Ваше дитя может быть гениальным шахматистом, музыкальным вундеркиндом, оно может поражать уровнем логического мышления при разборе математических задач, но при этом оно будет оставаться ребенком, потому что в силу своей сугубо возрастной физиологической неполноценности не способно будет избавиться от пресловутых признаков инфантильности. Если вы попытаетесь отрешиться от родительского умиления и как бы со стороны прислушаетесь к тому, что говорит ваш не по годам развитый ребенок, вы, несомненно, услышите в его рассуждениях перепевы с чужого голоса, хотя бы и с вашего. При достижении физиологического совершеннолетия ребенок получает от природы возможность стать взрослым. Дальше уже от него и от обстоятельств жизни зависит, станет ли он им.
Понятно, что группа личностей, как бы она ни была велика, никогда не превратится ни в толпу, ни в стаю, ни в стадо. Это всегда будет сообщество — то, что к армии никакого отношения не имеет, потому что солдатская среда — это стая. Как и вообще любой детский коллектив, с тем отличием, что этих детей все считают взрослыми, у них тяжелые кулаки, они находятся в экстремальных по сравнению со своей прежней жизнью условиях и у них оружие. То есть солдатская стая потенциально чрезвычайно опасна в силу своей детскости. В этом и состоит второй коренной аспект солдатского социума — детская стая.
* * *
Всякий человек появляется на свет диким животным с комплектом инстинктов и набором наследственных признаков. Это потом, живя и развиваясь среди людей, усваивая мораль, нравственность и этику человеческого общества, маленький человекоподобный зверек превращается в человека, становясь в той или иной степени продуктом своей социальной среды.
Подкорка человека — фантастика, да и только — содержит в полной сохранности почти все инстинкты, унаследованные нами от животных-прародителей (теория Дарвина отнюдь не противоречит идеалистическому мировоззрению: совсем не обязательно Господь сотворил человека, он мог ограничиться фрагментом ДНК, снабдив его способностью и условиями к эволюции). Наши прачеловеки были универсалами-собирателями, то есть и хищниками и травоядными, и большую часть времени проводили в поисках чего-нибудь съедобного у себя под ногами — рылись в траве, поминутно суя в рот все, что попало под руку. Понаблюдайте за собакоголовыми обезьянами (на телеэкране, разумеется): они все время что-то ищут в траве. А теперь обратите внимание на человеческого малыша ползункового возраста: любой незнакомый предмет он прежде всего тащит в рот — инстинкт собирателя нацелен на подбирание в первую очередь пищи, которую животное пробует на зуб, если запах незнаком.

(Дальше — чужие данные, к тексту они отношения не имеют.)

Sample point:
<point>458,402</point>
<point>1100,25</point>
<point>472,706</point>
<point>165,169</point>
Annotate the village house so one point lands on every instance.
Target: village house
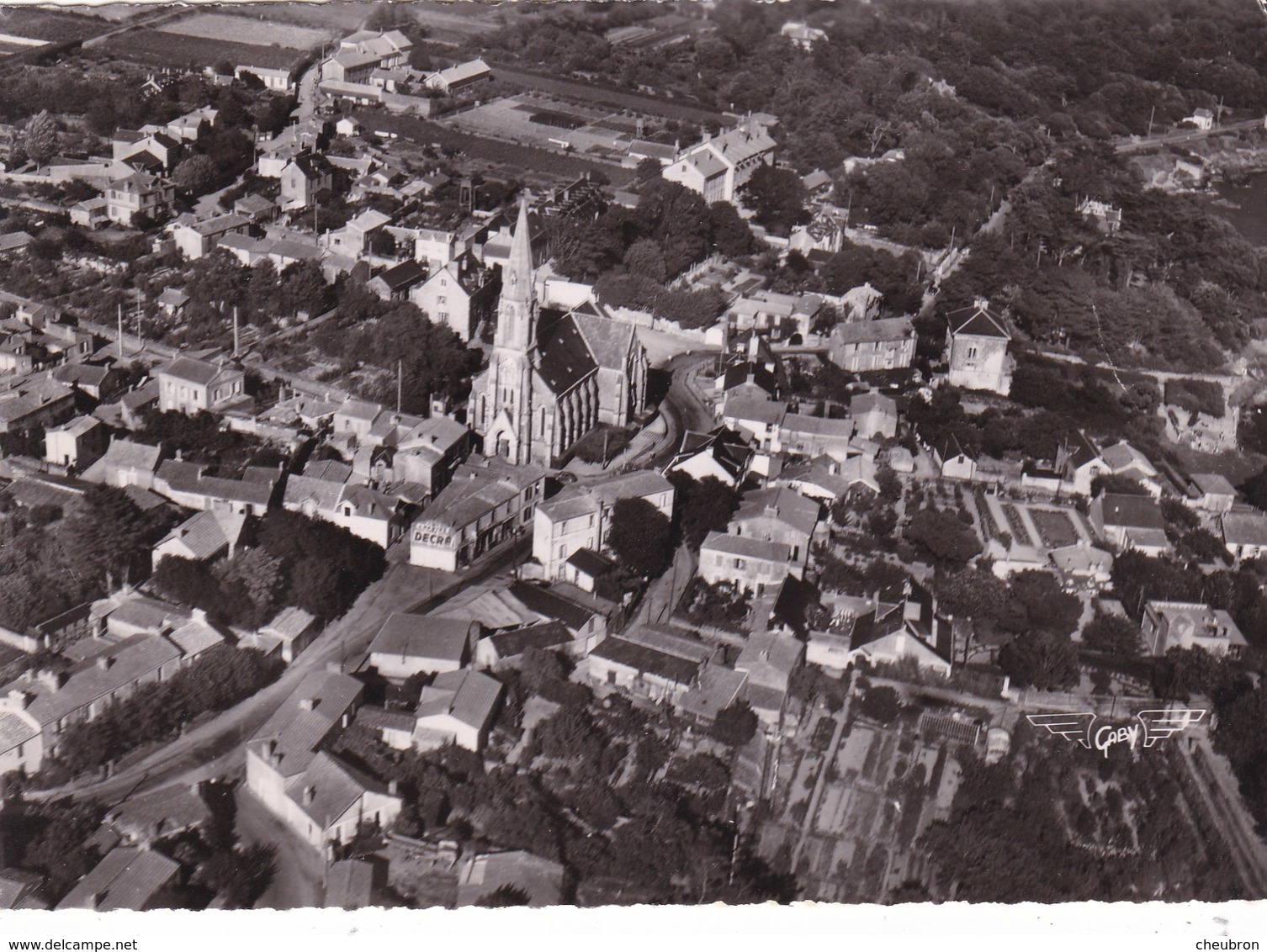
<point>488,503</point>
<point>646,661</point>
<point>189,385</point>
<point>320,796</point>
<point>138,195</point>
<point>863,346</point>
<point>412,644</point>
<point>721,165</point>
<point>460,293</point>
<point>1186,624</point>
<point>77,445</point>
<point>127,879</point>
<point>977,350</point>
<point>579,516</point>
<point>303,177</point>
<point>1129,521</point>
<point>458,708</point>
<point>1244,533</point>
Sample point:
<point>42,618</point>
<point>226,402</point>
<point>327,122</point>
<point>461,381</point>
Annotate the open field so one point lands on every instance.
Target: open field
<point>517,160</point>
<point>536,120</point>
<point>153,48</point>
<point>233,29</point>
<point>50,25</point>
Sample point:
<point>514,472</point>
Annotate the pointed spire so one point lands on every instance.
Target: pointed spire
<point>520,268</point>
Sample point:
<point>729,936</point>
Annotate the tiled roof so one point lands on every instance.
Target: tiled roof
<point>548,634</point>
<point>746,547</point>
<point>466,695</point>
<point>125,879</point>
<point>858,332</point>
<point>565,358</point>
<point>307,717</point>
<point>1137,511</point>
<point>422,637</point>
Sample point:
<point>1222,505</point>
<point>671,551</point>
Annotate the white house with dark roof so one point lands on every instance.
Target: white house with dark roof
<point>458,708</point>
<point>203,537</point>
<point>749,563</point>
<point>1244,533</point>
<point>861,346</point>
<point>721,165</point>
<point>579,516</point>
<point>977,350</point>
<point>1129,521</point>
<point>189,385</point>
<point>315,794</point>
<point>1189,624</point>
<point>411,644</point>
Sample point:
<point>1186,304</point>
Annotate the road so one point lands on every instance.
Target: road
<point>215,748</point>
<point>1177,138</point>
<point>683,406</point>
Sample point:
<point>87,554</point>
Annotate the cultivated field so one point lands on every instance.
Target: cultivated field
<point>50,25</point>
<point>153,48</point>
<point>235,29</point>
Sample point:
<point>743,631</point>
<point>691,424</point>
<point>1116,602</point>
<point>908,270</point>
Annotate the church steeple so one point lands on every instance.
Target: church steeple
<point>520,267</point>
<point>517,312</point>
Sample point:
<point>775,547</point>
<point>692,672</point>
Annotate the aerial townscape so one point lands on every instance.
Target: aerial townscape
<point>606,453</point>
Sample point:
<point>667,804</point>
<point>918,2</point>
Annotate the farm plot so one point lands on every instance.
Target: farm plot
<point>172,50</point>
<point>50,25</point>
<point>233,29</point>
<point>540,122</point>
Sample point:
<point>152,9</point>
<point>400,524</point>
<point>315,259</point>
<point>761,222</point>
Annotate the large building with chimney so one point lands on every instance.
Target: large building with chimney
<point>553,375</point>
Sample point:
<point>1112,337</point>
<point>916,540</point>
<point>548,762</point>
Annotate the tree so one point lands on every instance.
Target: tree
<point>702,506</point>
<point>735,724</point>
<point>40,137</point>
<point>641,537</point>
<point>882,704</point>
<point>943,537</point>
<point>1044,660</point>
<point>1113,634</point>
<point>195,175</point>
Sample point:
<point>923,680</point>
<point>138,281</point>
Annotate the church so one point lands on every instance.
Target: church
<point>553,375</point>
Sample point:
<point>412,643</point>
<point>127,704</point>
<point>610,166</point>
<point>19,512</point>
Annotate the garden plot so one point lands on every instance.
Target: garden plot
<point>237,29</point>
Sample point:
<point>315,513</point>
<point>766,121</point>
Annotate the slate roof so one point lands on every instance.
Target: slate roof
<point>422,637</point>
<point>646,660</point>
<point>1134,511</point>
<point>465,695</point>
<point>300,728</point>
<point>858,332</point>
<point>977,322</point>
<point>1244,528</point>
<point>565,358</point>
<point>548,634</point>
<point>125,879</point>
<point>550,604</point>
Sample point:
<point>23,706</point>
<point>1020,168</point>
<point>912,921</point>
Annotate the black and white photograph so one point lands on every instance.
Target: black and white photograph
<point>466,456</point>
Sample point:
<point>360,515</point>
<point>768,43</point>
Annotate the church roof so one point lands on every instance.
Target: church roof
<point>608,340</point>
<point>565,358</point>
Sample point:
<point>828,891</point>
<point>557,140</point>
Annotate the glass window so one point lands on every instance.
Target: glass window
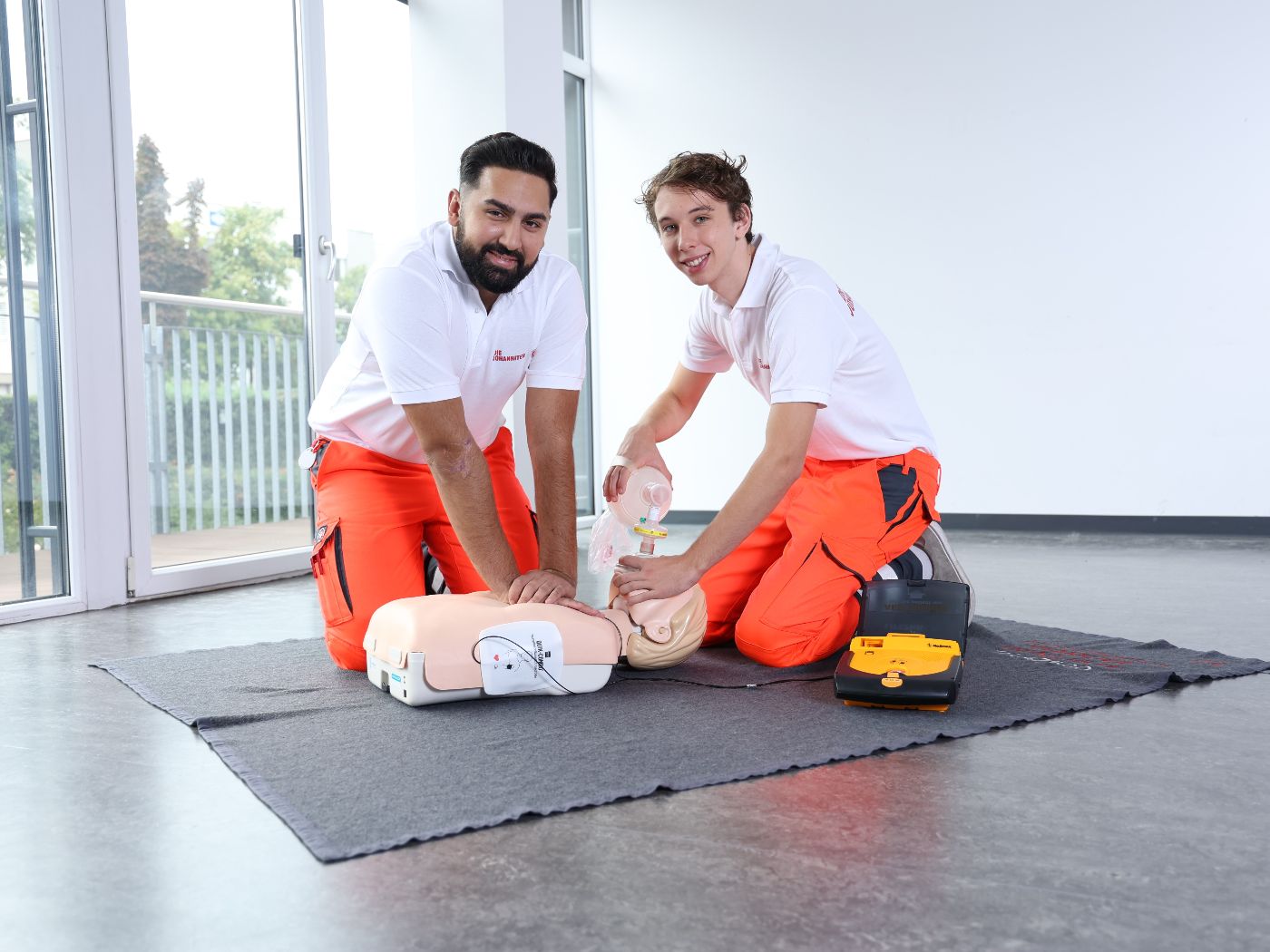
<point>572,10</point>
<point>226,359</point>
<point>34,552</point>
<point>371,139</point>
<point>575,184</point>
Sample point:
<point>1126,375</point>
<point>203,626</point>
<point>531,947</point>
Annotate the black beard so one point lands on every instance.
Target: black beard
<point>484,275</point>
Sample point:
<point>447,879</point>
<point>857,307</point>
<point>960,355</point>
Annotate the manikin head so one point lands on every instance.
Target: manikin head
<point>672,628</point>
<point>701,207</point>
<point>501,211</point>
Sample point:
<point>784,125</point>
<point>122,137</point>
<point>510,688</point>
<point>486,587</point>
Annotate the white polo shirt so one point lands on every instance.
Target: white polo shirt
<point>421,333</point>
<point>799,338</point>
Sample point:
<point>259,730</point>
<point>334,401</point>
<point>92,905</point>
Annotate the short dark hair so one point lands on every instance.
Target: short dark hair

В течение жизни этот инстинкт у всех нормально развитых людей будет оставаться заглушенным, разве что проявляясь слабым отзвуком в собирании грибов, но может в старости проснуться, если интеллект начнет сдавать позиции из-за прогрессирующего атеросклероза.
Другие инстинкты тоже периодически напоминают о себе (например, инстинкт хищника на охоте или на рыбалке, инстинкт жертвы во время внезапной опасности, не у всех, правда; оба к старости самоликвидируются из-за нехватки необходимых гормонов).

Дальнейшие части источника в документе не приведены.